I was going to ask why, but it wasn't necessary. She gave me an earful.
- How do I presume that I can teach my children better than trained professionals?
- Do I assume that my children are smarter than other children?
- How dare we judge parents who put their children in public school?
- My children are going to be an anti-social burden on society.
- It's not fair that homeschoolers can be in the spelling bee (!!!) because they can spend more time practicing.
- They won't be able to function in college or the work force because they won't be used to getting out of bed.
- If I'm going to homeschool I shouldn't take up space--and presumably shouldn't pay taxes--in a good school district.
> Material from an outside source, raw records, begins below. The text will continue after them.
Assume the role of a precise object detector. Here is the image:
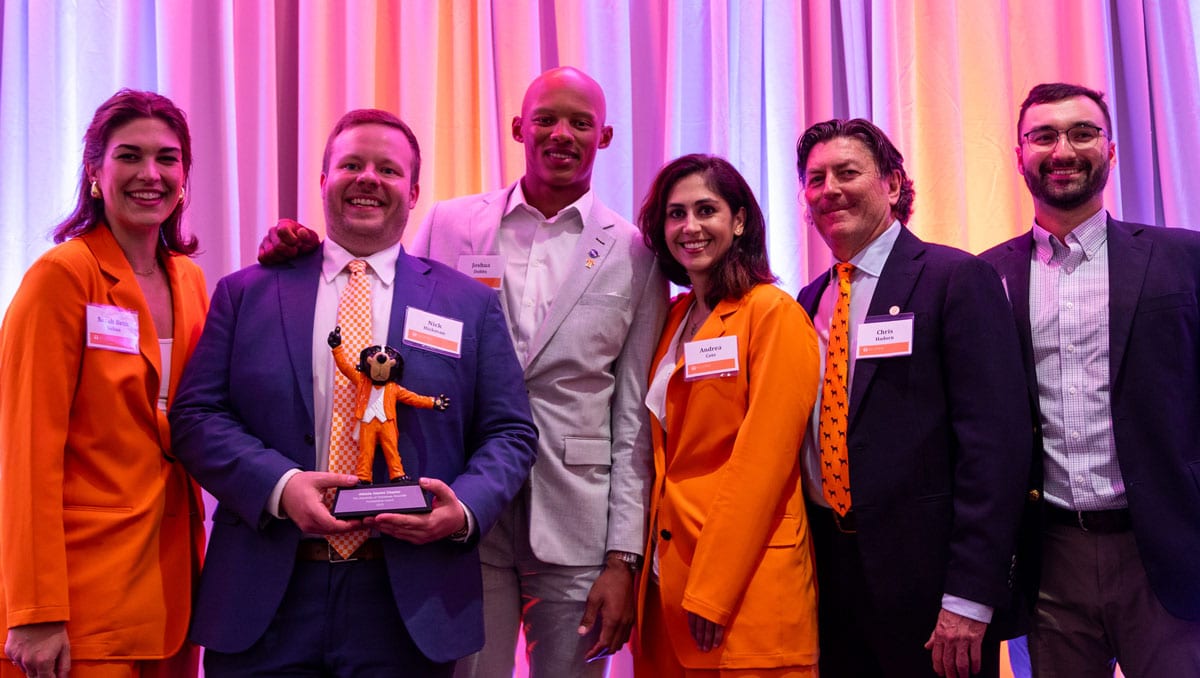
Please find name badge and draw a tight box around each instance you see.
[458,254,505,289]
[683,335,738,382]
[88,304,138,353]
[403,306,462,358]
[854,313,916,359]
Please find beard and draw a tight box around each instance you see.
[1022,158,1109,211]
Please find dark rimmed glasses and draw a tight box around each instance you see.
[1021,122,1108,151]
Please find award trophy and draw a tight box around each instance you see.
[329,326,450,518]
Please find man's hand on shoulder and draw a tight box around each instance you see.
[258,218,320,266]
[280,470,362,534]
[925,607,988,678]
[4,622,71,678]
[580,552,637,661]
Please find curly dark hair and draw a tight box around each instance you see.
[637,154,779,308]
[54,89,198,256]
[796,118,917,224]
[1016,83,1112,138]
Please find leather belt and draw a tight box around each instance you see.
[808,502,858,534]
[1043,504,1133,534]
[296,539,383,563]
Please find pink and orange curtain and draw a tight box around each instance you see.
[0,0,1200,308]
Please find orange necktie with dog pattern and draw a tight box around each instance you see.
[325,259,371,558]
[817,263,854,516]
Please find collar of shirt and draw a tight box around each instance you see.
[320,238,403,287]
[504,181,595,233]
[1033,208,1109,264]
[829,221,900,284]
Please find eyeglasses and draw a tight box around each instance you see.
[1021,122,1108,151]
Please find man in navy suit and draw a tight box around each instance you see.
[797,120,1031,678]
[983,83,1200,678]
[170,109,536,676]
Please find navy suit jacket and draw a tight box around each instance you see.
[170,244,536,661]
[799,228,1031,631]
[982,216,1200,620]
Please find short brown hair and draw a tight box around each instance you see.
[320,108,421,186]
[796,118,917,224]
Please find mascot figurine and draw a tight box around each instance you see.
[329,325,450,485]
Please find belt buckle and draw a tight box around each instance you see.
[325,540,358,563]
[833,509,858,534]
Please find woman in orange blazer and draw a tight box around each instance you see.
[0,90,208,678]
[635,155,818,678]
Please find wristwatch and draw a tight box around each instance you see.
[607,551,642,575]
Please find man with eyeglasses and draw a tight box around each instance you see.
[983,83,1200,678]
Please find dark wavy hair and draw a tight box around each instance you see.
[1016,83,1112,138]
[320,108,421,186]
[637,154,778,308]
[796,118,917,224]
[54,89,198,250]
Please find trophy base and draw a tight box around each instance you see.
[332,481,433,520]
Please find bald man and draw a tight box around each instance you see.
[412,68,666,678]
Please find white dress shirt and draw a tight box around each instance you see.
[497,181,595,367]
[1030,209,1127,511]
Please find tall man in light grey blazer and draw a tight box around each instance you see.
[409,68,666,678]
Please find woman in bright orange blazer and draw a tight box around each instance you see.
[0,90,208,678]
[635,155,818,678]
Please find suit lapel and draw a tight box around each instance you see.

There are so many false assumptions in what she said that addressing them will take a number of posts, but I just wonder: How prevalent is this kind of thinking?
4 comments:
That's closer to the attitude that I saw when I was in California, despite the fact that the laws were very favorable.
I remember a friend of mine who hadn't had kids yet telling me that she wouldn't homeschool, because even if it did a better job, it would make her kids freaks and stand out from everyone else if they thought better, learned more, etc. She had a degree in Human Development from Berkeley (lib center of the world), although she was a very conservative evangelical Christian.
I refrained from allowing my jaw to drop (and I guess it was also a shock to me because it was so foreign to my reasons for homeschooling) , and then responded, "well, then I hope some people will homeschool, because you are going to need some people who can think so that they can protect the dumb masses from people who are truly evil. They won't know how to see a lie when one is before them."
We fell out of contact. Knowing her, now that she has her own kid, I'm sure she might have been forced to reassess that view.
I see that attitude and more in the teachers that live in my area. They don't even like kids.
Across the street is a public school child psychologist shacked up with a junior high teacher. I met the psychologist at a neighborhood Christmas party. Her snotty reaction to hearing I was a homeschooler was only exceeded by her overreaction to learning I had four (!) children. So of course I had to inform her that our next-door neighbor has six, just to watch the reaction. Then I warned her not to drink the water. ;)
I gave a talk a few years ago to a civic group about hsing and one lady wigged out on these very issues. The rest of them seemed sincerely interested. What occurred to me while she was grilling me on hsing and her stereotypes of hsers is that they were just that - stereotypes. ALL homeschoolers are socially disfunctional, what gives parents the right to hs? REally??? I asked her what gives teachers the right to teach our children. Are teachers qualified to teach and what makes them qualified? A degree? WOuld the black man in the audience appreciate being stereotyped? She made reference to the mom who killed her five children and is hsing a form of child abuse. I pointed out that there are MANY public school parents who abuse their children who don't make the news. I also declined to give such talks in the future as the stress is something I could do without processing for days afterwards.